I am trying to make some progress in my understanding of
Schrodinger's equation.I have been trying to teach myself about
Fourier transforms in the hope that this will help me understand the
derivation of Schrodinger's equation.

My question has to do with slide number 16 from a presentation which can be found at :

http://www.physics.gatech.edu/gcuo/UltrafastOptics/3803/OpticsI14FourierTransformI.ppt

My question is : I know about integrating the product of two
functions [see Section 6.1 at
http://mathews.ecs.fullerton.edu/c2002/ca0601.html] but i don't see
how you do end up with an expression containing "e" [i.e. the "exp"
factor] by performing integrations on the Fourier coefficients above
it which contain sine and cosine functions ?

Your help gratefully appreciated.
Sincerely
Celal Berker
London, England

 

[Justin Lazear]

Maybe I'm reading too quickly (or probably not at all), but that just looks like an application of the complex exponential.

e^{-i \theta} = \cos{\theta} - i\sin{\theta}

--J

 

[M98Ranger]

Dear Celal Berker,

Thank you for your question about Fourier transforms and their application in understanding Schrodinger's equation. It is great that you are taking the initiative to teach yourself about this topic and I am happy to help clarify your understanding.

Firstly, let's review what a Fourier transform is. It is a mathematical operation that decomposes a function into its constituent frequencies. This is useful in analyzing signals and waveforms, as it allows us to see the different frequencies present in a given signal. In the context of Schrodinger's equation, Fourier transforms are used to represent the wavefunction, which describes the probability of finding a particle at a given position and time.

Now, let's take a look at slide number 16 from the presentation you mentioned. This slide shows the Fourier transform of a function f(x). The expression on the left side of the equal sign is the Fourier transform, while the expression on the right side is the inverse Fourier transform. The integral in the Fourier transform is the product of the function f(x) and the complex exponential function, which contains the sine and cosine functions you mentioned.
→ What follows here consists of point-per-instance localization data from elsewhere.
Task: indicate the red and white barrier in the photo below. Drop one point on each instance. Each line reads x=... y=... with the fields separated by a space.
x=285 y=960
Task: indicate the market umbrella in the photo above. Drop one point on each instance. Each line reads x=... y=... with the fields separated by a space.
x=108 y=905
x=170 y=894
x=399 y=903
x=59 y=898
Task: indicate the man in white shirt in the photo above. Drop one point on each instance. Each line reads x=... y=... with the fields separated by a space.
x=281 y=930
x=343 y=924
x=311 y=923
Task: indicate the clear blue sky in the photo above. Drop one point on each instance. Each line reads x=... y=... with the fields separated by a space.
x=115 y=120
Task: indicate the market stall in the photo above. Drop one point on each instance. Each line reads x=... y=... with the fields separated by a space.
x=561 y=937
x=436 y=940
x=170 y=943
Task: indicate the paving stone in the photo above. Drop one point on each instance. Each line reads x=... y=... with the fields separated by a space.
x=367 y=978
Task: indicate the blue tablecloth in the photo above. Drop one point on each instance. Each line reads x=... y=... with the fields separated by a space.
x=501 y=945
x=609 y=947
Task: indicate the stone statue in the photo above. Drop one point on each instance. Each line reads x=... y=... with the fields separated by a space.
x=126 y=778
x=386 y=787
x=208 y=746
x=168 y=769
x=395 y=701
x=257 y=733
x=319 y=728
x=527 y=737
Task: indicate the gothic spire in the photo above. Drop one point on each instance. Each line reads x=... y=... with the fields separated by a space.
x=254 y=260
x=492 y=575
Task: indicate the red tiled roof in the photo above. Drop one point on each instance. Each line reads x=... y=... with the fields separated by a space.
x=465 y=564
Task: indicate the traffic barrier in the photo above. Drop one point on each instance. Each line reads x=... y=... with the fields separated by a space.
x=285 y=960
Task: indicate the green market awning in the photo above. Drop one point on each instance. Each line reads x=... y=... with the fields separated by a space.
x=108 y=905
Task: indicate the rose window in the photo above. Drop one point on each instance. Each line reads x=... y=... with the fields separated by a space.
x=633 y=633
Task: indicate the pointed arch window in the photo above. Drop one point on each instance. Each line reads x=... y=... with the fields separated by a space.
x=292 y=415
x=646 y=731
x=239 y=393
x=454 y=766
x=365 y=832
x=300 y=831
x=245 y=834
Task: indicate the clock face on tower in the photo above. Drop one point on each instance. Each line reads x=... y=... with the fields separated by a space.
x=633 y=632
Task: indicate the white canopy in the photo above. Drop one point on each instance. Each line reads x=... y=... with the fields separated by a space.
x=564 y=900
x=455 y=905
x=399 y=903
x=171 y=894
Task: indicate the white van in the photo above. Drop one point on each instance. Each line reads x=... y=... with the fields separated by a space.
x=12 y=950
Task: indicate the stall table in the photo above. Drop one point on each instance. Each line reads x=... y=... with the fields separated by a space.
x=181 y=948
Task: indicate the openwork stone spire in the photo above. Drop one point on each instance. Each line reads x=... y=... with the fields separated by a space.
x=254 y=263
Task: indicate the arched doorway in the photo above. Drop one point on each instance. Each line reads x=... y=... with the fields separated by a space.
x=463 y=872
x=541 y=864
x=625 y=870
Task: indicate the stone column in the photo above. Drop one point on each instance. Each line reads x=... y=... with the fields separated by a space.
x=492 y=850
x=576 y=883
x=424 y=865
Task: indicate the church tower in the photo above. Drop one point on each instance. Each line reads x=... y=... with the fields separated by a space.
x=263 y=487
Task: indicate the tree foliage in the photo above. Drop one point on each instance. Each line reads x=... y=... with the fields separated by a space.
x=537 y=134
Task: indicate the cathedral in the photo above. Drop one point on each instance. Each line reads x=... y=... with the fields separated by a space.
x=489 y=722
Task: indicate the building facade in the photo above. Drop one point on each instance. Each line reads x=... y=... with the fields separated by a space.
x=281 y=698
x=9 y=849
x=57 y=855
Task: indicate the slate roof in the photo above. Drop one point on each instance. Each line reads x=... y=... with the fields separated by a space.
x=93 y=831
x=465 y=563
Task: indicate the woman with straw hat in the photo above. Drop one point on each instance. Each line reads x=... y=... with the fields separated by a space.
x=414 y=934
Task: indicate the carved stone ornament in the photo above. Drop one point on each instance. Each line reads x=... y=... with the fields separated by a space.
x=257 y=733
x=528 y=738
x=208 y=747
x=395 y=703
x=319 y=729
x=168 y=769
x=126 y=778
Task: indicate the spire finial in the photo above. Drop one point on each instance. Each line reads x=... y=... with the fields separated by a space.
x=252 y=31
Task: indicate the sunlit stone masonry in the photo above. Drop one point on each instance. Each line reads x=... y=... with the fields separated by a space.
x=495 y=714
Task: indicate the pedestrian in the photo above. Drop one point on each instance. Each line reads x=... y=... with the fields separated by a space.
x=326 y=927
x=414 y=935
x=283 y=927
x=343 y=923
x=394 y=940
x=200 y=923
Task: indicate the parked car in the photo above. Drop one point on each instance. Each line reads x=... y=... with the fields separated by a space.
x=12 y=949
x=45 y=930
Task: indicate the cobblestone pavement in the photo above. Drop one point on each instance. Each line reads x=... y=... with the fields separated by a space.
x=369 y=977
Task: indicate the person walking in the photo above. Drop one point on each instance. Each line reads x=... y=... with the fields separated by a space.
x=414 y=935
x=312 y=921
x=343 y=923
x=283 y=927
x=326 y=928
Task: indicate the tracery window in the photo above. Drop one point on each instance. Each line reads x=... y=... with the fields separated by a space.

To understand how this integral results in an expression containing "e", we need to look at the properties of the complex exponential function. The complex exponential function can be written as e^(ix) = cos(x) + i sin(x), where i is the imaginary unit. This means that the integral in the Fourier transform can be rewritten as the sum of two integrals, one containing the cosine function and the other containing the sine function. This is where the "e" comes from in the final expression.

I hope this explanation helps to clarify your understanding of Fourier transforms and their application in Schrodinger's equation. Keep up the good work in learning and exploring this topic. Best of luck in your studies.